Many of the Landry's conversions were once family-owned seafood restaurants that failed after years of success. Fertitta targets these restaurants because many of the sites are increasingly offbeat and have demonstrated they can succeed. "We're having an easy time finding interesting properties because 'Chain America' is going after suburban locations," Fertitta says. "We look for unique sites where you can attract tourists, conventioneers, local residents, business travelers and the local business lunch crowd. These sort of places aren't on the 'A' list of the big chains."
Take the Landry's in Corpus Christi, Texas. It's located in an old barge that was converted years ago to a family-owned seafood restaurant. The restaurant did well, pulling in $1 million a year, but eventually failed. Fertitta then moved in, marquee and all. It's now doing considerably better than the chain's annual sales average. At least half of Landry's units sit near water to evoke the image of fresh seafood.
Fertitta's expansion plan goes well beyond targeting unusual sites. His goal is to establish name recognition at the high-profile spots. Then he intends to build Landry's in nearby suburbs from the ground up. He figures that if given a choice, suburban mall developers will choose to have his restaurant on site instead of a Red Lobster.
Landry's could easily become a 150-unit, $500 million company in the next five years.
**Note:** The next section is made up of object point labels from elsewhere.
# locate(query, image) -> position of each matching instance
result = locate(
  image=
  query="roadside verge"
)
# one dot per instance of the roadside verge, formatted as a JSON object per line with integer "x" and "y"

The company's other restaurant, Willie G's, plays a minor role in his growth plans. If an area can't sustain two Landry's, then a nearby Willie G's is an option-a tactic the company employed in Galveston.
With expansion comes a need for qualified people to manage the units. Fertitta says he's having no trouble finding the skill level he demands. In fact, the talent is knocking on Landry's door, he says, because good managers are disillusioned with bigger chains and their foot-dragging bureaucracies. That fact and $60,000 to $70,000 salaries with stock options are bound to help.
Fertitta displays the classic signs of an empire builder, immortality foremost among them. "My goal now," he declares, "is to leave something behind to let people know I was here." A fish house will do just fine.